There was a case to be made that it wasn’t stealing to take an abandoned car. That was certainly the way his mother looked at it, though she would take whatever car she wanted whether it was abandoned or not. When he’d gone to see her new “digs” last night, there had been a black Corvette parked in the driveway. He’d noticed the car a couple of times since he got back to the county after he was released from the Veterans Administration Hospital in Louisville, thought it belonged to Bud Griffith. Appeared it was Viola’s now — which meant one of his brothers, probably Zach, who obsessed over cars, had taken it for his own just like his mother had taken the house.

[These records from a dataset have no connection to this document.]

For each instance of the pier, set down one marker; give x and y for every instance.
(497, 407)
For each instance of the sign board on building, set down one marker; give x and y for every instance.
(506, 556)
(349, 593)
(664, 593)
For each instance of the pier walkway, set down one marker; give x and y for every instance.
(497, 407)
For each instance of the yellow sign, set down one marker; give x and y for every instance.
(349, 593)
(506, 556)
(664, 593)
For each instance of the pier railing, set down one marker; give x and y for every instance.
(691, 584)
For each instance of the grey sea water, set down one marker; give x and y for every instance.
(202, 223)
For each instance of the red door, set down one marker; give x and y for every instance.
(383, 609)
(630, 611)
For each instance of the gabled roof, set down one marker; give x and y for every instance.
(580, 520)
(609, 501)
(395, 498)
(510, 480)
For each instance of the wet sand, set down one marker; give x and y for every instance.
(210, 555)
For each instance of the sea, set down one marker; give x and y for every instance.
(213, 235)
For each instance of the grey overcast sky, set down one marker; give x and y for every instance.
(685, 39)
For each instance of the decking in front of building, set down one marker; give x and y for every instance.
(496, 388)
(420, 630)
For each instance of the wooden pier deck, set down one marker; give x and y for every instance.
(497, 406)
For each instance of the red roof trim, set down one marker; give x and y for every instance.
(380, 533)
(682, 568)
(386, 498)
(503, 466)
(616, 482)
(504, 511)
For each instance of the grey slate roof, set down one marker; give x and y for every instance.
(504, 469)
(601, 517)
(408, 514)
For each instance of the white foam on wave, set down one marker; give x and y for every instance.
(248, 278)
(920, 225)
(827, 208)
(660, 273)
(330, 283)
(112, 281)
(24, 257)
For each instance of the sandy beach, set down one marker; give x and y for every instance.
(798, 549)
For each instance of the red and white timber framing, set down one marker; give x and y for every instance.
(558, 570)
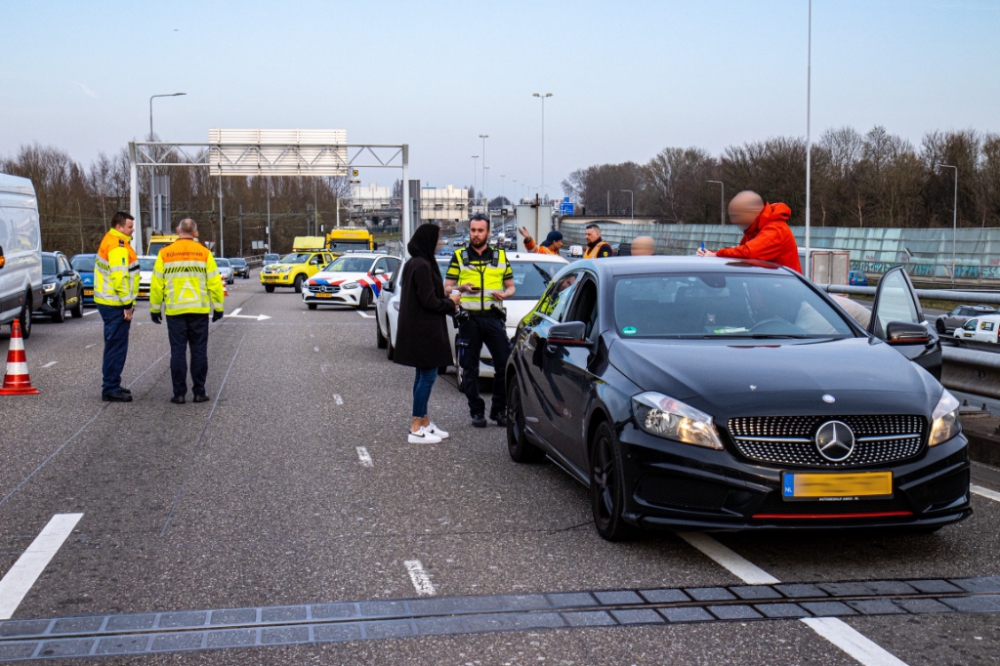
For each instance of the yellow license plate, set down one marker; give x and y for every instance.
(869, 485)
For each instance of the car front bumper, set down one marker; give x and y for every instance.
(670, 485)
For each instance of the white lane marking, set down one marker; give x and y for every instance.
(18, 581)
(743, 569)
(985, 492)
(852, 641)
(421, 581)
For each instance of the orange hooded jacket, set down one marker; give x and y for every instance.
(768, 239)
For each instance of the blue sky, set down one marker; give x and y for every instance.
(628, 78)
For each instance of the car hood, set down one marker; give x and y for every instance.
(749, 378)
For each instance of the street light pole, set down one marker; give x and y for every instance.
(722, 201)
(954, 220)
(542, 97)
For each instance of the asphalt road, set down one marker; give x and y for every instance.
(260, 498)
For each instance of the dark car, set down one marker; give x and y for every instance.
(62, 288)
(715, 394)
(84, 265)
(240, 267)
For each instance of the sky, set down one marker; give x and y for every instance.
(627, 78)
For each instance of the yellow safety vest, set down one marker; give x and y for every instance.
(487, 275)
(186, 280)
(116, 271)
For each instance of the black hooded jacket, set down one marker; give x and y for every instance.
(422, 339)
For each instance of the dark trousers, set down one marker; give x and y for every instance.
(472, 335)
(115, 346)
(185, 330)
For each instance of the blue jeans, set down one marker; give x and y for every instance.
(115, 346)
(422, 384)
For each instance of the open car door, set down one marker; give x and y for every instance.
(898, 319)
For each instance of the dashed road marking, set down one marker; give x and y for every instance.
(17, 583)
(985, 492)
(421, 581)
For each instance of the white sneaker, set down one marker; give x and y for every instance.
(437, 432)
(422, 436)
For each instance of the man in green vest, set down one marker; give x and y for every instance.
(485, 280)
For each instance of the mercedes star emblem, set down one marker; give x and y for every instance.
(835, 441)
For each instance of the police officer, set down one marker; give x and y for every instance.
(186, 281)
(116, 286)
(485, 279)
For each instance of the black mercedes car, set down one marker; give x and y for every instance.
(712, 394)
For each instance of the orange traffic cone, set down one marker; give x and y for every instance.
(16, 381)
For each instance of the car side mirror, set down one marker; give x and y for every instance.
(906, 333)
(568, 334)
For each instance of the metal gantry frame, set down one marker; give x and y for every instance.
(267, 159)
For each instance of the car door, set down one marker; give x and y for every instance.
(896, 301)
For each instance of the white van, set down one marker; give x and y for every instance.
(20, 252)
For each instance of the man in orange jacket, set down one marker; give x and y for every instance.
(766, 235)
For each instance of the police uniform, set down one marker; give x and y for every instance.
(116, 286)
(485, 325)
(186, 281)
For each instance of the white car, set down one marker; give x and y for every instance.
(981, 329)
(354, 279)
(532, 273)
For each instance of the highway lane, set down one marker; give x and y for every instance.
(258, 498)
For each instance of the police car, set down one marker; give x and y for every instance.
(354, 279)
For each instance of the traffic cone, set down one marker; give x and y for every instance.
(16, 381)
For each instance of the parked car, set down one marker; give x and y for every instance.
(708, 394)
(981, 329)
(20, 252)
(240, 267)
(947, 323)
(62, 287)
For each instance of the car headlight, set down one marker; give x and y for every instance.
(945, 423)
(665, 417)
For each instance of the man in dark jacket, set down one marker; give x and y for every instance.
(422, 339)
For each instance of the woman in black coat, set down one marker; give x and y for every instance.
(422, 337)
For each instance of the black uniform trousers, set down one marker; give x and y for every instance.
(188, 330)
(485, 329)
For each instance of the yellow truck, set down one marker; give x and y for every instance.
(308, 257)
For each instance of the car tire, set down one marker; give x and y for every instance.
(59, 316)
(380, 340)
(520, 449)
(607, 492)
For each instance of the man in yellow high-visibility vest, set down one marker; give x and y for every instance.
(116, 286)
(187, 285)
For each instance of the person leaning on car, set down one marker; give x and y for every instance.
(485, 279)
(766, 236)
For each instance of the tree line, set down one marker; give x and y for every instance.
(875, 179)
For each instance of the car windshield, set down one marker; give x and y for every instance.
(349, 265)
(84, 264)
(713, 305)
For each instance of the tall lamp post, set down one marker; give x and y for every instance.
(542, 97)
(722, 200)
(954, 218)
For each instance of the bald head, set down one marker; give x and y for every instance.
(643, 246)
(745, 207)
(187, 228)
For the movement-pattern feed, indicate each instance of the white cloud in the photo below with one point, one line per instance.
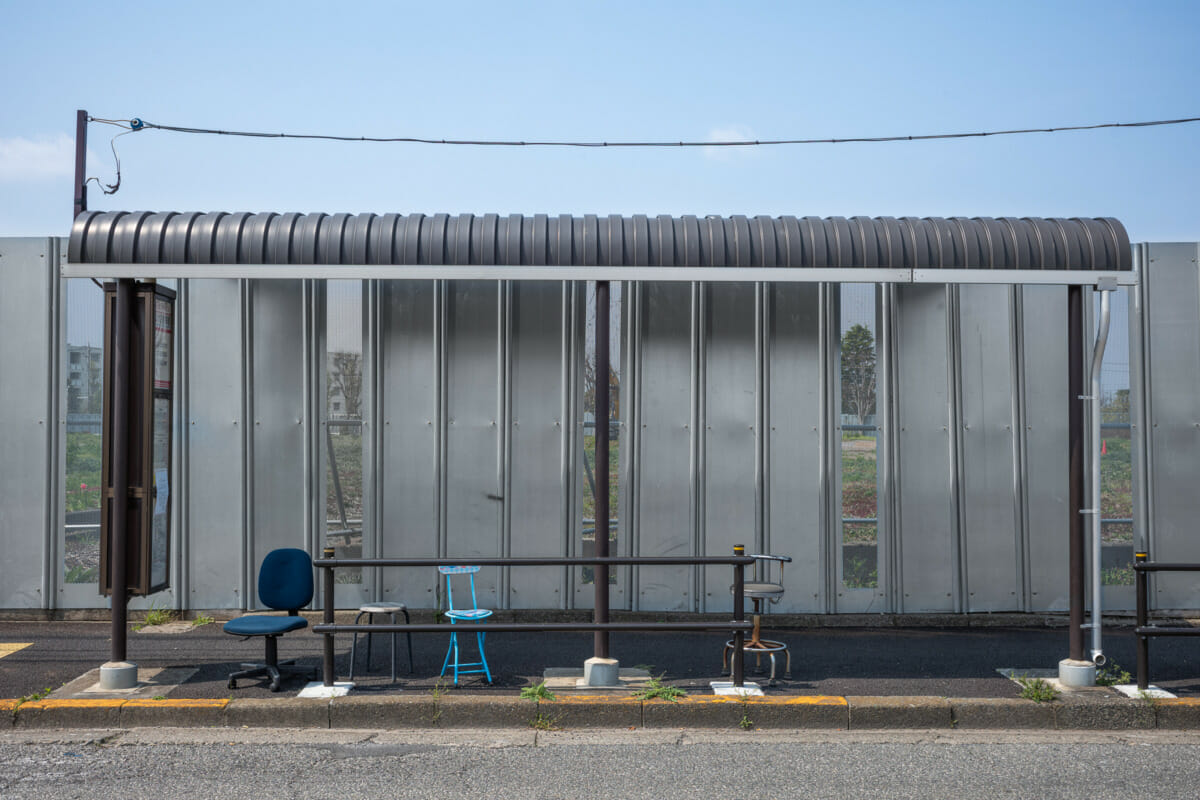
(35, 160)
(729, 133)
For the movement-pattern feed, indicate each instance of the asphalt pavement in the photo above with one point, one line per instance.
(826, 661)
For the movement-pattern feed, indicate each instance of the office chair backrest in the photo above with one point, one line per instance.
(285, 581)
(460, 570)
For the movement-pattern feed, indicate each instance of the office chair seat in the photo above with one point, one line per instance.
(264, 625)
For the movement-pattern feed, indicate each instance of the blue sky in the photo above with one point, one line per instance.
(607, 71)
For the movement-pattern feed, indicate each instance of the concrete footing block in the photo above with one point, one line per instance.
(601, 672)
(976, 713)
(1077, 674)
(118, 675)
(899, 711)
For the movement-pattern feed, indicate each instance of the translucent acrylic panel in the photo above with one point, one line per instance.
(1116, 468)
(592, 477)
(859, 476)
(84, 367)
(343, 422)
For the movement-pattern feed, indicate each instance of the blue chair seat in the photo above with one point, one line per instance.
(285, 584)
(264, 625)
(471, 613)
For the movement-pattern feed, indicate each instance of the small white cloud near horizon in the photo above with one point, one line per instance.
(35, 160)
(729, 133)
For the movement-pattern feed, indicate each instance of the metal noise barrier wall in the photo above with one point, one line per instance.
(221, 238)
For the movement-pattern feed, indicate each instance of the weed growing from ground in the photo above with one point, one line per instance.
(654, 689)
(538, 692)
(1111, 674)
(1037, 690)
(156, 615)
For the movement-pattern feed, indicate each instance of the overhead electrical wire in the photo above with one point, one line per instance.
(143, 125)
(137, 124)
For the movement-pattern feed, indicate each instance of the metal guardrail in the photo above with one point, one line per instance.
(738, 625)
(1144, 630)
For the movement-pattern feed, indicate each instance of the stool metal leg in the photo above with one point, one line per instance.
(408, 635)
(354, 645)
(393, 649)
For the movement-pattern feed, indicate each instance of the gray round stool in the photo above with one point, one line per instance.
(370, 611)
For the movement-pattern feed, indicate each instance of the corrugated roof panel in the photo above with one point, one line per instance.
(761, 241)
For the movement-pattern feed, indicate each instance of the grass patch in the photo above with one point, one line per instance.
(655, 690)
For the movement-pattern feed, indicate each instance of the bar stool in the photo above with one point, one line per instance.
(370, 611)
(759, 591)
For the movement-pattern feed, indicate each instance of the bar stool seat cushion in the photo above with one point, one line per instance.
(762, 589)
(382, 608)
(469, 613)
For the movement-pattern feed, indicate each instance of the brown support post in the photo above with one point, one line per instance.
(600, 649)
(1075, 549)
(81, 193)
(739, 612)
(1143, 642)
(119, 530)
(328, 619)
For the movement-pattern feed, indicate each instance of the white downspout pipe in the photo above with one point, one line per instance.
(1102, 337)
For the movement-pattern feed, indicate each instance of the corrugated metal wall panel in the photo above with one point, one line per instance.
(1171, 323)
(927, 527)
(216, 468)
(1009, 364)
(991, 535)
(30, 510)
(795, 431)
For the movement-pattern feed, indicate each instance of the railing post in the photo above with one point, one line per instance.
(1143, 641)
(328, 618)
(739, 606)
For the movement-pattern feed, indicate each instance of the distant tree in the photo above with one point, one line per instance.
(858, 372)
(346, 380)
(95, 386)
(1116, 407)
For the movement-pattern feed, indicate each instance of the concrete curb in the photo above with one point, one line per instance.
(574, 711)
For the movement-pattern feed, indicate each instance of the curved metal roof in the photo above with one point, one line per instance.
(762, 241)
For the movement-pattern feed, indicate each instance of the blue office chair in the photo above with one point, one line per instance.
(473, 614)
(285, 583)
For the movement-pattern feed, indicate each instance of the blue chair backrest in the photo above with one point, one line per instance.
(460, 570)
(285, 581)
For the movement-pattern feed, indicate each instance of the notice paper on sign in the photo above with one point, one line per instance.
(161, 491)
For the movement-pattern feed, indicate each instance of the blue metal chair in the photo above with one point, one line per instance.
(473, 614)
(285, 583)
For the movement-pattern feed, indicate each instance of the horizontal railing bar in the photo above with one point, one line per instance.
(1153, 630)
(611, 560)
(519, 627)
(1161, 566)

Which was one of the reasons Malachi refused to commandeer an abandoned vehicle. It lit up the reason, anyway. When he left the county to join the military he had left behind more than Nowhere County and his family. He had made a decision the first day of boot camp, as he lay in his bunk more exhausted than he thought it was possible for a person to be and survive, that he would shed his skin like a snake and leave everything behind. He would no longer be Malachi Tackett in any way that mattered. He would be the polar opposite of everything his mother was, a total repudiation of the life she had created for him and his brothers and sister. From that moment on, Malachi was brutally honest. An inconvenient honesty that required of him that he admit to the sergeant that he’d nodded off while on guard duty, though no one had seen or reported it. The admission had earned him a week of latrine duty. And that he refused to answer for his bunkmate at roll call when Seabags missed the last bus to the base after a weekend drunk. That kind of fearless honesty had brought with it an unexpected benefit — the respect of his fellow Marines. “Honor” was the character trait valued above all else in the Corps.
His ruthless honesty extended to what he told himself, too. He admitted his own fear in combat, never pretended things were going to work out when he knew for certain that the guano was about to connect with the air conditioning.
Like he knew right now. It was about to get reeeeally ugly in Nowhere County and there was only one way to escape the crap-storm that was about to make landfall. That was to find a road “out.” The place had already been a death trap, with people vanishing without so much as a puff of smoke, their homes aging a hundred years overnight. Now, you could add into the mix the certainty that if the Jabberwock didn’t get you, his mother would. Viola Tackett was a vicious murderer. She would cut down anybody in cold blood — maybe even Malachi if he got in her way. She never let an offense slide.
Somebody had to figure a way to defeat the Jabberwock. If they couldn’t do that, every man, woman and child in Nowhere County was going to die. Sooner rather than later.